The responsibility of all humanity

Deep within Brazil’s Amazon rainforest, a system has been constructed to pump carbon dioxide (CO₂) into the tropical forest canopy as part of a project called AmazonFACE, which aims to simulate the atmospheric conditions predicted for the future.

The Amazon rainforest in Brazil. (Photo: Xinhua/VNA)
The Amazon rainforest in Brazil. (Photo: Xinhua/VNA)

Located near Manaus — the largest city in the Amazon — six towering steel rings rise above the treetops, each surrounding between 50 and 70 mature trees.

According to the plan, CO₂ will be released at levels reflecting projected climate scenarios for future decades. The data obtained from this “time machine” will allow scientists to study how increased CO₂ concentrations affect plant life, forming the basis for assessing the adaptive capacity of the vast Amazon ecosystem.

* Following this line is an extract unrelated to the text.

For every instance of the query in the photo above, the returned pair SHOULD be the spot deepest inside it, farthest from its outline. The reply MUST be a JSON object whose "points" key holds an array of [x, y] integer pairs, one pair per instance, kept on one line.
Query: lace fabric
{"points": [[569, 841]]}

In fact, experiments on the effects of climate change on vegetation have been conducted in various regions, but AmazonFACE represents a “new frontier.”

The “new frontier” that scientists refer to carries deep concern, as the effort to preserve the Earth’s “green lungs” has reached a critically important point to prevent the worst consequences.

Ahead of the 30th Conference of the Parties (COP30) to the United Nations Framework Convention on Climate Change (UNFCCC), hosted by Brazil and scheduled to take place from November 10 to 21, UN Secretary-General Antonio Guterres emphasised in a media interview: “We do not want to see the Amazon turn into a savanna!”

The “Amazon turning into savanna” scenario, warned of by the UN leader, reflects the growing concern that humanity may fail to keep global temperature rise within 1.5 degrees Celsius — and must immediately change course. He also urged world leaders attending COP30 to seriously assess that the longer emission cuts are delayed, the greater the risk of crossing catastrophic “tipping points” in the Amazon, the Arctic, and the world’s oceans.

Never before have scientists’ warnings about the climate crisis been so urgent. As the world prepares for COP30 in Brazil, the global average temperature has temporarily exceeded 1.5 degrees Celsius above pre-industrial levels — the threshold once defined by the 2015 Paris Agreement as the “safe limit” for humanity.

Nearly ten years after the Paris Agreement, 2024 was confirmed as the hottest year in recorded history — and alarmingly, 2025 may break that record. A succession of natural disasters — wildfires, droughts, floods, and heatwaves — has proven that climate change is no longer a distant threat but a stark and immediate reality.

However, as the UN Secretary-General candidly admitted, despite increasingly urgent warnings about rising global temperatures, many government pledges still fall short of expectations. At COP28 in the United Arab Emirates (UAE) in 2023, countries agreed to gradually transition away from fossil fuels, but real-world progress remains sluggish.

Against this backdrop, Brazil — the COP30 host — is striving to become one of the world’s “green flags.” The country has pledged to cut greenhouse-gas emissions by 59–67% by 2035 compared with 2005 levels and is calling on the international community to act swiftly, showing concrete and responsible commitments in the fight against climate change.

Climate finance remains a “hot spot” in negotiations, as developing nations demand tangible resources for adaptation and mitigation, while major economies stress shared responsibility. Brazil hopes that this year’s conference will unlock greater funding to help developing countries cope with climate impacts.

Supporting Brazil’s call for nations to move from words to action and mark a global turning point, the UN affirmed that the top priority at COP30 is a change of course. Adjusting the global trajectory is deemed essential to ensure that, even though global warming has already exceeded 1.5 degrees Celsius, it remains “as low as possible” to avoid reaching catastrophic tipping points.

Acknowledging the many challenges ahead, the United Nations affirmed that it will not abandon its goal, noting that the world may “temporarily overshoot” the target but must make concerted efforts to bring global temperatures back down to 1.5 degrees Celsius by the end of the century.

COP30 is a critical milestone for the world to reset its emission-reduction goals, accelerate the energy transition, and scale up global climate finance. On the eve of COP30, the question “Where does the world stand on the 1.5 degrees Celsius pathway?” is not only a climate benchmark but also a measure of political will and global solidarity.

Keeping temperature rise below the danger threshold is not the task of a single nation — it is the shared responsibility of all humanity.